A Christmas cactus (Schlumbergera truncata) need repotting infrequently, preferring to be slightly root bound. While it's possible to grow a Christmas cactus for years without repotting, moving it to a larger pot periodically will give it room to grow. This frost-tender succulent can grow outdoors in U.S. Department of Agriculture plant hardiness zones 10 through 12 but is usually grown as a houseplant.
Plan to repot Christmas cactus only about once every three years. This will keep the plant slightly root bound, as the Christmas cactus prefers, without causing undue stress. If you're not sure when it was repotted last, you can let the plant tell you when it needs a larger pot. A Christmas cactus that wilts within a few days of watering likely needs repotting.
Size Up Slowly
Use a container no more than 1 inch larger than the current container when you repot a Christmas cactus. Moving any plant from a small container to a much larger one can cause the soil to hold too much water, leading to rot problems. Christmas cactus, being both sensitive to overwatering and preferring a slightly root bound growing environment is particularly susceptible to wet soil in a large pot.

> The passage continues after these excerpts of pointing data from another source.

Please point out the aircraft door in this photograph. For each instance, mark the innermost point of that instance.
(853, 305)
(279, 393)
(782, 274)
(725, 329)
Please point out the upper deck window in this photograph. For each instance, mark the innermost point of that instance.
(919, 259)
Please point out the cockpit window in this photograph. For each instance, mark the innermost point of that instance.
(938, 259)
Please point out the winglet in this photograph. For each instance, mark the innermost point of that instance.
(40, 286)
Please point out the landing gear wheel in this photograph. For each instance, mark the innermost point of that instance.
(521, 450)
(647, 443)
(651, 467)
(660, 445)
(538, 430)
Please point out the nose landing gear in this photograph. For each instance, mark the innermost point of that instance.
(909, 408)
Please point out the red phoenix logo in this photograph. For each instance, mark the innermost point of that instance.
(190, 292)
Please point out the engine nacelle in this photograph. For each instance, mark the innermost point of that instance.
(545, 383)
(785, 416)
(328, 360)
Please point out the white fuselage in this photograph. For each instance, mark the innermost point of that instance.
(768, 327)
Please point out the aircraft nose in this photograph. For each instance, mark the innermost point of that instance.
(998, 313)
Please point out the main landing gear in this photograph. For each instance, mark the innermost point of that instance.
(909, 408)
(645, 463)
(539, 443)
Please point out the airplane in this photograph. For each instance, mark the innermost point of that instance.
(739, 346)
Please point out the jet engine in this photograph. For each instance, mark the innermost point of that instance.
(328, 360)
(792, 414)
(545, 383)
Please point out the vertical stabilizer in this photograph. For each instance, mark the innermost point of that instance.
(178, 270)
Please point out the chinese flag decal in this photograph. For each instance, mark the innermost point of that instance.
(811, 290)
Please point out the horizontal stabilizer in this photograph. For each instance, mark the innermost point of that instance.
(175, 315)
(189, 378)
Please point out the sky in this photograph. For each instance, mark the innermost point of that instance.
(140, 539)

Any pot you use should have drainage holes. The holes allow excess water to run out, minimizing root rot problems. To protect surfaces in your home, set the pot on a saucer and empty out any water that collects in it after watering. Plastic, metal, wood or glazed or unglazed clay containers work well but terra cotta, or unglazed clay is best as it allows air circulation around the roots.
Soil and Season
Repot Christmas cactus in the spring after the winter blooming season. Use well-draining cacti and succulent potting soil. If you don't have cactus soil available, you can use a general-purpose potting soil mixed with an amendment to improve drainage, such as 2 parts potting soil to 1 part vermiculite or sand.
To repot, pull the Christmas cactus out of its container. Inspect the roots and cut off any that look mushy. Add 1 to 2 inches of potting mix to the bottom of the container and then set the root ball into the pot. Adjust the soil in the bottom until the base of the stem sits level with the lip of the pot. Fill in around the sides with more potting mix. Set the pot in a sink -- or outside if it's warm -- and water until moisture drains out the hole in the bottom of the pot.